Use AzureProtectedMaterialMiddleware to detect protected content such as copyrighted text or code. This middleware can screen both the latest user input and the latest model output.
from azure.identity import DefaultAzureCredential
from langchain_azure_ai.agents.middleware import AzureProtectedMaterialMiddleware

middleware = AzureProtectedMaterialMiddleware(
    endpoint="https://<resource>.cognitiveservices.azure.com/",
    credential=DefaultAzureCredential(),
    type="code",
    exit_behavior="replace",
    apply_to_input=False,
    apply_to_output=True,
    violation_message="Protected material detected.
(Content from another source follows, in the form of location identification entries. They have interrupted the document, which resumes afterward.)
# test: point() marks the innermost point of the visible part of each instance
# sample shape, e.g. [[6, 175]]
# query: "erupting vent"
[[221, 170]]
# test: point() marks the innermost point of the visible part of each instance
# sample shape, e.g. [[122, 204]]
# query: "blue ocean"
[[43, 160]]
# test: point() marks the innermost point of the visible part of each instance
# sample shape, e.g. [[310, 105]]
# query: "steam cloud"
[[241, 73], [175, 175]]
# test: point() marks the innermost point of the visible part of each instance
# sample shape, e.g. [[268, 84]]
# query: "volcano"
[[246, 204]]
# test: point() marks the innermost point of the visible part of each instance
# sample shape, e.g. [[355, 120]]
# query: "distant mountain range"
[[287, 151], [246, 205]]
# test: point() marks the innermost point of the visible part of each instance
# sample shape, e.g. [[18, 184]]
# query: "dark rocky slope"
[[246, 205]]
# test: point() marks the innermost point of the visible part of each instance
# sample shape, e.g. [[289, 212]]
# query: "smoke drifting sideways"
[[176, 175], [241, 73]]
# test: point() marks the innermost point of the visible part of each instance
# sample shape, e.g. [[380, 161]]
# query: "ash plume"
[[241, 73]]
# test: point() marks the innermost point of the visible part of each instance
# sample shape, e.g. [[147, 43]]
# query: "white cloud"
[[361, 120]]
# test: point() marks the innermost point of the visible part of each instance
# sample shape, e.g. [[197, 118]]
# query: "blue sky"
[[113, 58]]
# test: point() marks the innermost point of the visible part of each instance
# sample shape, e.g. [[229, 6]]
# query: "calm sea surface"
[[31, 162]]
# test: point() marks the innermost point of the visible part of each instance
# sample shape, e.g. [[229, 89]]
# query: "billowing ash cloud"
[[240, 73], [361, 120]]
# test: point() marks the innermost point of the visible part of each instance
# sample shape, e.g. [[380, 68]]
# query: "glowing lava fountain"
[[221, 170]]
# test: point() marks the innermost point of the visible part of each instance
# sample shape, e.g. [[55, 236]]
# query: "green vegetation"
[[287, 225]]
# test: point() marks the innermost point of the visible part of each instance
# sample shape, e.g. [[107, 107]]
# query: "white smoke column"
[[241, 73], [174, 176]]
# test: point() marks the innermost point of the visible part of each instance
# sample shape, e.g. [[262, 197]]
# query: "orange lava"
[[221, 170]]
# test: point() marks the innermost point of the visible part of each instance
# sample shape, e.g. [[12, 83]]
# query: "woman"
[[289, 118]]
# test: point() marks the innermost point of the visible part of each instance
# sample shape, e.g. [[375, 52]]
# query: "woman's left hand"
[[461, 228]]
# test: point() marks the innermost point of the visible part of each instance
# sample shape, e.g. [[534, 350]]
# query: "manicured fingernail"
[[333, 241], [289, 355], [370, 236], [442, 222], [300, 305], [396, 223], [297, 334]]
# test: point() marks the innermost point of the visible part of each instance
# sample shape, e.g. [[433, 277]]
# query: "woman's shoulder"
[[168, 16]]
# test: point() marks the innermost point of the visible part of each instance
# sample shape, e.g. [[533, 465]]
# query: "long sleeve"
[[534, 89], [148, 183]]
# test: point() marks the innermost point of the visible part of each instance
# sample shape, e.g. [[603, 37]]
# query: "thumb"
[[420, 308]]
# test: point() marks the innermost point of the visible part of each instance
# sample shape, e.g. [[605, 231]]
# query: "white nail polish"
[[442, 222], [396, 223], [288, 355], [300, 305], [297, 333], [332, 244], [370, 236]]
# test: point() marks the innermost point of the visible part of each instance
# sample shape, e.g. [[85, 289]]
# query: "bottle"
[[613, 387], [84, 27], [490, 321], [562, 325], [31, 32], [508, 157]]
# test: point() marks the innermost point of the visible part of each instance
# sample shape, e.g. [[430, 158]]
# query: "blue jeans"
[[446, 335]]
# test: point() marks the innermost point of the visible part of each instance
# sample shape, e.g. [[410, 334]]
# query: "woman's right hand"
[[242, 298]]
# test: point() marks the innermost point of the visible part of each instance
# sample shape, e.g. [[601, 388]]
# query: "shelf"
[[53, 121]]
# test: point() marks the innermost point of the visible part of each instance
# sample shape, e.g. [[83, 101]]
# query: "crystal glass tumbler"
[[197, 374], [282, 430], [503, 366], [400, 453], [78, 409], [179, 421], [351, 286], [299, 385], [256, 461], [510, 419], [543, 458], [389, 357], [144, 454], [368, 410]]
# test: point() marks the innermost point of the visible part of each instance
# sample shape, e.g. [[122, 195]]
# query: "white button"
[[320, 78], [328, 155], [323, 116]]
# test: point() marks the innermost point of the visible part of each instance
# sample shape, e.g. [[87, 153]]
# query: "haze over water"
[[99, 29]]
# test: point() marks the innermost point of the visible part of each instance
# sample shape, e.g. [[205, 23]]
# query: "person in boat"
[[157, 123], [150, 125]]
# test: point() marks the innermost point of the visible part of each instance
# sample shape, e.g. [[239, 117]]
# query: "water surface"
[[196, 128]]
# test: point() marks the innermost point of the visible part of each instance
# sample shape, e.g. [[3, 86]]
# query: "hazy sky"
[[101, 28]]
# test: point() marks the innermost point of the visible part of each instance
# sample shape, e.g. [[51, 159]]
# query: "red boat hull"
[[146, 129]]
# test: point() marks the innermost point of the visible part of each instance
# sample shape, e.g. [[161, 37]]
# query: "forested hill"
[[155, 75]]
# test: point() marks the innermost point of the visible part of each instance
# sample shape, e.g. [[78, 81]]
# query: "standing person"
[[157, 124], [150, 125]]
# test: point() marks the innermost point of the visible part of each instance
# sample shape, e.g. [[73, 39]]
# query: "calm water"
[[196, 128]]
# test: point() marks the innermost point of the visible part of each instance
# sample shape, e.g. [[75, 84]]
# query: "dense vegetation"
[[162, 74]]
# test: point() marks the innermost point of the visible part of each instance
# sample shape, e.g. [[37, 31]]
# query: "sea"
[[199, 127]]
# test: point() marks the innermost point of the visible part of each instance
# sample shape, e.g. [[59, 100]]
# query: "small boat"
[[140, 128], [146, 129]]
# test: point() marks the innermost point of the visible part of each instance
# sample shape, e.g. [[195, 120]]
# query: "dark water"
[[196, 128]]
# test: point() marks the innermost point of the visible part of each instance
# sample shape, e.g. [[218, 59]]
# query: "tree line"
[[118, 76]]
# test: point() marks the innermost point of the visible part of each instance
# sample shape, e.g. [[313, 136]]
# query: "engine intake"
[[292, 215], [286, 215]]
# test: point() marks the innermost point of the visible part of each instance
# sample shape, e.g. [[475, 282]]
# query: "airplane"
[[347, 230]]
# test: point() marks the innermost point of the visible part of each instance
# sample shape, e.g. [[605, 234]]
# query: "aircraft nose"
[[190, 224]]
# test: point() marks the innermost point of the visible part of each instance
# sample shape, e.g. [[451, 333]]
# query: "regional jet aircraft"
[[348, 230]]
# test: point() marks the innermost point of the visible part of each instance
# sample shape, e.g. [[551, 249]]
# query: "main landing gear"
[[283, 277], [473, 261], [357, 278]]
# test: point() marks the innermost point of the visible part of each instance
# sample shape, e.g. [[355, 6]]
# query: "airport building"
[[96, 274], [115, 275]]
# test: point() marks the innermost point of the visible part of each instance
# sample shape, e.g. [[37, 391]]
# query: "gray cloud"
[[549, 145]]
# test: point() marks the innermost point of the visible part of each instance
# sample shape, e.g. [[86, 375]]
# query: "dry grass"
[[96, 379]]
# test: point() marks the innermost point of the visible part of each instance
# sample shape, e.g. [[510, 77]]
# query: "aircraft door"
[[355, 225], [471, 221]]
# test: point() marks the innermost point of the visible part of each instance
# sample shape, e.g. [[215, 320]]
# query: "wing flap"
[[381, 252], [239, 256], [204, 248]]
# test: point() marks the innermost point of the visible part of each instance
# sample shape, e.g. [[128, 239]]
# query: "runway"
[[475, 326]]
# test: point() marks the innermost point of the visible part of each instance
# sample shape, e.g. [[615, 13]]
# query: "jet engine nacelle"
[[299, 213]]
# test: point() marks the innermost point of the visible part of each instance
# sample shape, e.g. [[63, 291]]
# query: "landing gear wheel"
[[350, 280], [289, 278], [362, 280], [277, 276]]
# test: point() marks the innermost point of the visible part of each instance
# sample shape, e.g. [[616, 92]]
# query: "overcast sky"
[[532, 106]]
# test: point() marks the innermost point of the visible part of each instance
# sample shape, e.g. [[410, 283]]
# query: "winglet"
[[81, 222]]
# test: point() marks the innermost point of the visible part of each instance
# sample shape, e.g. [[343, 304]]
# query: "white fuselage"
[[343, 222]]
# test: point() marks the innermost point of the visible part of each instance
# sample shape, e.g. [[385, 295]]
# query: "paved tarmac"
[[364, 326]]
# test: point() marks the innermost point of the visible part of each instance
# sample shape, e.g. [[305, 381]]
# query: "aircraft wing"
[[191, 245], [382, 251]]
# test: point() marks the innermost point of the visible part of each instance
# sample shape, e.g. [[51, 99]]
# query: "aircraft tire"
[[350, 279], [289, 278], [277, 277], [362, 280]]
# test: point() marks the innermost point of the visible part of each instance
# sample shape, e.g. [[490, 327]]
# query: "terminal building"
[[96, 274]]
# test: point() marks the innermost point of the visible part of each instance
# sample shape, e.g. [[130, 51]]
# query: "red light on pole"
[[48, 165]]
Please provide a higher-level summary instead.",
)
type
string
default:"text"
The content type to screen: 'text' or 'code'.
exit_behavior
string
default:"error"
One of 'error', 'continue', or 'replace'.
apply_to_input
bool
default:"True"
Whether to screen the latest HumanMessage.
apply_to_output
bool
default:"True"
Whether to screen the latest AIMessage.
context_extractor
Callable | None
Optional callable that extracts text from agent state and runtime.

Groundedness

Use AzureGroundednessMiddleware to evaluate whether a model response is grounded in the context available to the agent. Unlike the other middleware classes on this page, groundedness runs after model generation and inspects the generated answer against supporting sources. By default, groundedness collects sources from the current conversation, including system content, tool outputs, and relevant annotations attached to model responses.
from azure.identity import DefaultAzureCredential
from langchain_azure_ai.agents.middleware import AzureGroundednessMiddleware

middleware = AzureGroundednessMiddleware(
    project_endpoint="https://<resource>.services.ai.azure.com/api/projects/<project>",
    credential=DefaultAzureCredential(),
    domain="Generic",
    task="QnA",
    exit_behavior="continue",
)
domain
string
default:"Generic"
The analysis domain. Supported values are 'Generic' and 'Medical'.
task
string
default:"Summarization"
The task type for the analysis. Supported values are 'Summarization' and 'QnA'.
exit_behavior
string
default:"error"
One of 'error' or 'continue'.
context_extractor
Callable | None
Optional callable that extracts the answer, grounding sources, and optional question from agent state and runtime.

API reference

For the full public API, see the middleware exports in langchain_azure_ai.agents.middleware and the underlying Content Safety middleware package in langchain_azure_ai.agents.middleware.content_safety.